L-Carnitine is an endogenous nitrogen-containing compound biosynthesized from the amino acids lysine and methionine in the liver, kidneys, and brain [s1]. The body stores L-carnitine predominantly in cardiac and skeletal muscle. Its primary physiological function is the transport of long-chain acyl-CoA compounds across the inner mitochondrial membrane for subsequent beta-oxidation [s2]. As a dietary supplement, L-carnitine is marketed mainly for weight reduction, athletic performance enhancement, cardiovascular health, and male fertility. Clinical evidence varies considerably by indication: - **Weight reduction**: A meta-analysis of 37 RCTs (n=2,038) demonstrated a statistically significant but clinically modest reduction in body weight (WMD -1.21 kg) [s3]. The German Consumer Advice Centre (Verbraucherzentrale Deutschland) considers the evidence insufficient for practical recommendations [s14]. - **Athletic performance**: Oral supplementation barely increases muscle carnitine concentrations under normal conditions, as the transporter is already saturated [s14]. Intravenous or insulin-stimulated uptake shows stronger effects in controlled studies [s6]. - **Heart failure and cardiovascular outcomes**: A meta-analysis of 7 RCTs (n=862) in chronic heart failure demonstrated significant improvements in left ventricular ejection fraction and reductions in BNP levels [s4]. In myocardial infarction patients, L-carnitine reduced angina attacks but had no effect on heart failure or reinfarction [s5]. - **Male fertility**: Multiple meta-analyses show consistent improvements in sperm motility (+10.72%) and pregnancy rates in idiopathic male infertility [s7, s8]. - **TMAO risk**: Gut microbiota can metabolize L-carnitine to trimethylamine (TMA), which is hepatically oxidized to TMAO. Elevated TMAO levels are associated with atherosclerosis risk [s9, s10]. The...
Legal Status (DE)
In Germany, Austria, and Switzerland, L-carnitine is freely marketable as an over-the-counter dietary supplement (DS).
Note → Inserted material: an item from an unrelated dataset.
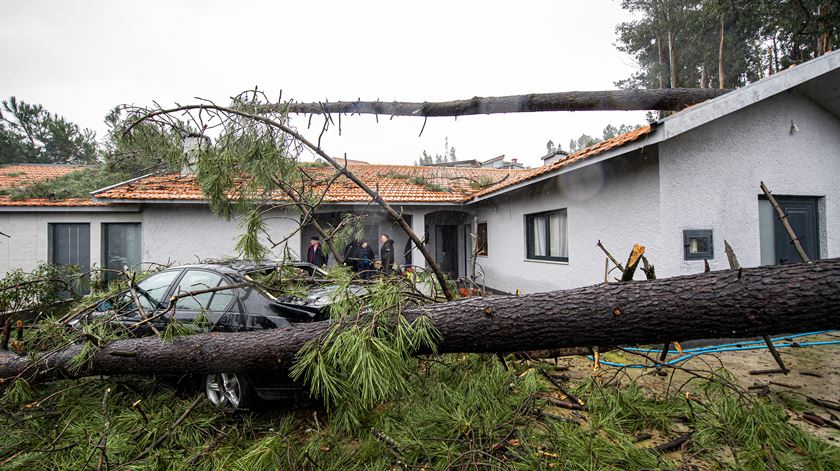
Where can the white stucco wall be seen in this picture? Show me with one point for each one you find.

L-Carnitine is listed as a permitted ingredient under EU Dietary Supplements Directive 2002/46/EC [s12]. EFSA has not approved any health claim for L-carnitine to date (rejection in 2018 for "contribution to normal lipid metabolism") [s13]. As a prescription medicinal product, L-carnitine is approved in Germany under the brand name Carnitor® for primary and secondary carnitine deficiency states [s12].
Mechanism of Action
L-Carnitine fulfills several metabolic functions [s1, s2]: 1. **Fatty acid transport**: L-Carnitine forms acylcarnitine conjugates with long-chain acyl-CoA esters, which are transported across the inner mitochondrial membrane by carnitine palmitoyltransferase (CPT-I and CPT-II). The fatty acids are then released for beta-oxidation [s2]. 2. **Buffering of the acetyl-CoA/CoA ratio**: L-Carnitine accepts acetyl groups (→ acetylcarnitine), thereby regulating the mitochondrial acetyl-CoA/free CoA ratio. This enables cells to switch flexibly between carbohydrate and fatty acid metabolism [s1, s2]. 3. **Antioxidant activity**: L-Carnitine reduces oxidative stress by activating antioxidant enzymes (catalase, glutathione peroxidase, dismutase) and inhibiting lipid peroxidation [s8]. 4. **Cardioprotective mechanisms**: In heart failure, L-carnitine compensates for elevated myocardial acylcarnitine levels, improves mitochondrial efficiency, and reduces oxidative stress in cardiac muscle [s4]. 5. **TMAO formation (safety aspect)**: Gut bacteria (Bacteroidetes, Firmicutes in omnivorous diets) metabolize L-carnitine to trimethylamine (TMA). The liver oxidizes TMA to TMAO, which has been associated with promotion of atherosclerosis in animal and cohort studies [s9, s10]. Vegetarians/vegans produce significantly less TMAO from carnitine due to differing gut microbiota [s10].
Dosing
Allgemeine Supplementierung / Energiestoffwechsel
- Dose
- 500–2,000 mg L-carnitine
- Frequency
- 1–2× täglich
- Route
- oral
- Duration
- fortlaufend
- Timing
- 30 minutes before training or with a meal
- With food
- optional
Chronische Herzinsuffizienz (klinisch)
- Dose
- 1,500–3,000 mg L-carnitine daily
- Frequency
- aufgeteilt auf 2–3 Dosen
- Route
- oral
- Duration
- 12 Wochen bis fortlaufend unter ärztlicher Aufsicht
- Timing
- With meals
- With food
- empfohlen
Männliche Infertilität (idiopathisch)
- Dose
- 1,000–2,000 mg L-carnitine + 500–1,000 mg acetyl-L-carnitine
- Frequency
- täglich
- Route
- oral
- Duration
- 12–24 Wochen
- Timing
- With meals
- With food
- empfohlen
Sportliche Leistung (mit Kohlenhydraten)
- Dose
- 2,000 mg L-carnitine together with 80 g carbohydrates
- Frequency
- 2× täglich
- Route
- oral
- Duration
- mindestens 12 Wochen
- Timing
- With carbohydrate-rich meals (elevated insulin levels improve muscle uptake)
- With food
- empfohlen
Up to 2,000 mg daily is considered well tolerated for most adults [s15]. Doses above 3,000 mg daily are associated with increased TMAO risk [s11]. Clinical studies have used up to 4,500 mg/day without serious adverse events [s15]. No official EU/BfR upper limit for L-carnitine in dietary supplements has been established to date.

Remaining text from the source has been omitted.